The surplus has grown in each of the past six years since it reached a low of $407,000 in 2006. The council adopted a policy at that time, on the advice of its auditors, to maintain a surplus equal to 8 percent of the taxes billed each year.
The $1.3 million amounts to slightly more than 7 percent of the annual tax billing.
The surplus grew during 2011-2012 because city departments spent $246,000 less in the past year than budgeted by the council. Most departments finished the year with small surpluses that led to the overall $246,000 surplus. The largest over-expenditure came in the $45,000 welfare budget, which swelled to $94,000. City Manager James Smith said this was due to a down economy and more people qualifying for general assistance benefits.
The city took in $80,000 less in revenues than it budgeted, almost exclusively from reduced municipal revenue sharing from the state.

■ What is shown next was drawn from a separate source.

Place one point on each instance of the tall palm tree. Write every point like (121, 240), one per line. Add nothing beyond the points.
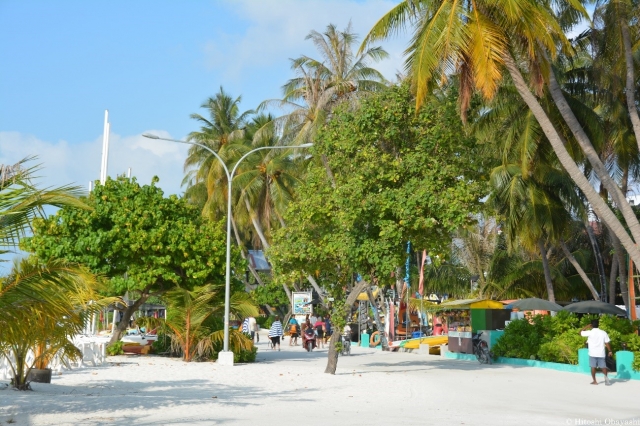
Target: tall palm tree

The main topic of discussion by councilors was the failure of the city’s Finance Department to reconcile records of money owed to the city — called accounts receivable — on a timely basis. Wadman said that failure to do this monthly results in a delay in the audit being completed and can cause errors to go uncorrected for too long a period.
Councilor Eric Hebert said auditors have noted this deficiency for the past seven years. The auditor said that this is not an unusual problem when government agencies finances are reviewed.
The city is training its staff to reconcile the books, Smith said. Finance Director Tom Luttrell is reviewing the monthly statements to make sure auditors can get to work by Oct. 1.